In just about any educational environment, we know what we need to do, but we are suffering from understanding how to move this research into practice, how to sustain and scale educational transformations. We have to put models into wide-scale practice and sustain our successes. One way to do that is to support faculty who want to engage. In fact, we’re pleased to be one of the Association of American Universities’ lead demonstration sites nationally that do just this in the coming years. We are probably the most engaged faculty of any of the institutions where I have spent time, and I’ve been at seven different universities. Faculty must be supported so that we can create the university we want to participate in; so that we are the ones leading how we’re moving into the 21st century as an education institute of the future rather than carrying over historic polices or simply reacting to outside pressures.
4. In September, an annual symposium will look at STEM education. What do you hope to achieve with the event?
The Fifth Annual Symposium on STEM Education is Sept. 23 and we will be showcasing and celebrating a wide variety of education initiatives. This is an opportunity for people to talk about successes and to incubate new forms of practice. We’ll have poster sessions and celebrate signature programs on campus – the Learning Assist program, National Center for Women in Information, ITLL (Integrated Teaching and Learning Program and Laboratory), the General Engineering Plus CU Teach degree program. We also anticipate remarks by Colorado’s Lt. Gov. Joe Garcia.
It’s a free event and allows time for people to get together and have that water cooler chat. (For more information and to register visit www.colorado.edu/csl )
5. Outside of education, what are some favorite activities you enjoy?
I love Boulder. When I first moved here, I went around asking people, “Why did you come to Boulder?” and they said, “Are you kidding me? Look at this place.” They told me they’d flip burgers or do whatever it took to live here. So, like the others who live here, I love the outdoors – hiking, biking, skiing. I will often be found at the St. Julien on Friday nights for salsa or samba dancing. I’m also active in the Adventure Rabbi program, which celebrates Passover by camping in the desert along the Colorado River in Moab, Utah.
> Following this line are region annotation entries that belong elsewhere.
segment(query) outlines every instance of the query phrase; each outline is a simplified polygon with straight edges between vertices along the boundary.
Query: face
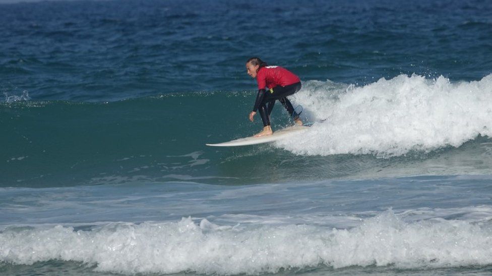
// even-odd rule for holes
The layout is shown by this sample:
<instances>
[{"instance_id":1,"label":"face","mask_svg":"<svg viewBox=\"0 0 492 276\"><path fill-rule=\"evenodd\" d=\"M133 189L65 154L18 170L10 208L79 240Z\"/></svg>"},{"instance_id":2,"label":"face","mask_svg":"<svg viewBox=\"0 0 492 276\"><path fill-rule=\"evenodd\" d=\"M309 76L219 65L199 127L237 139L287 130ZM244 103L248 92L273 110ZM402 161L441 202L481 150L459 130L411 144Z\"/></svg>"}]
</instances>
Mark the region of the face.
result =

One of my favorite activities is sitting on my stoop with friends, trying to make sense of the world around us. I have a front porch and my dining table is outside looking out into the community, not sequestered in the back. I’m about participating in community and collaboration. My greatest successes are the communities I get to participate in and help shape and build, whether academic or STEM or the community of my friends. It’s tremendously rewarding.